In the patient who has failed mesalamine therapy, when considering the option for advanced therapy, a number of different factors need to be taken into account. The first is patient factors. That is the patient's age, their gender, their comorbidities, their concomitant existing immune conditions, and their extraintestinal manifestations. The second is their preference. Are they willing to take an injection or an infusion, or do they favor an oral option? And of course, the third is safety considerations. For some patients, certain therapies might be contraindicated or not advised. For example, patients who have a history of lymphoma or melanoma, you might want to caution against the use of anti -TNF, or for patients who have cardiovascular risks such as heart block, you might want to caution against the use of an S1P.

So when we're making that decision about the first therapy for a patient who has not responded to mesalamine-based therapies, you want to take into account, again, patient factors, patient preferences, and safety considerations.
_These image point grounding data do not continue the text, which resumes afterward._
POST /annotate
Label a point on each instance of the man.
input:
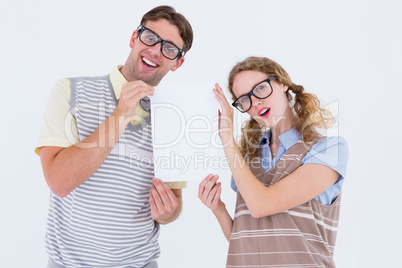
(105, 205)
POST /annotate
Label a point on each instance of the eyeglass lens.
(169, 50)
(261, 91)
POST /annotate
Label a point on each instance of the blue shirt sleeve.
(332, 152)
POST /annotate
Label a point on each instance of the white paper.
(185, 132)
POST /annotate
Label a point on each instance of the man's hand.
(131, 94)
(165, 205)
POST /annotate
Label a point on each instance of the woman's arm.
(209, 193)
(305, 183)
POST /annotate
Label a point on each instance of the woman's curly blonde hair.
(310, 115)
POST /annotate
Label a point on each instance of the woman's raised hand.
(209, 192)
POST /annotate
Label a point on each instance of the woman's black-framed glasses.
(261, 91)
(150, 38)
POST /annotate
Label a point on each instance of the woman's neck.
(287, 122)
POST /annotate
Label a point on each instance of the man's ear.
(178, 63)
(133, 39)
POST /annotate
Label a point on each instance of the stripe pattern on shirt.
(106, 221)
(303, 236)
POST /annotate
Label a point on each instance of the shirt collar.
(287, 139)
(117, 79)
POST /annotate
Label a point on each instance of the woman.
(288, 178)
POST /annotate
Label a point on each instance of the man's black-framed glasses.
(261, 91)
(150, 38)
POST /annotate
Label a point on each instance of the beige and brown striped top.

Ultimately, your first shot is your best shot. That is the first drug that you use has the most likelihood of working. So you want to be smart about positioning for later disease activity. That is, we know that there's great data for vedolizumab as a first-line option, and there's great data that suggests infliximab doesn't lose this efficacy as a second-line option after vedolizumab. So thinking ahead, you want to future-proof your positioning plan such that you are setting the patient up for success, no matter what drug they're started on.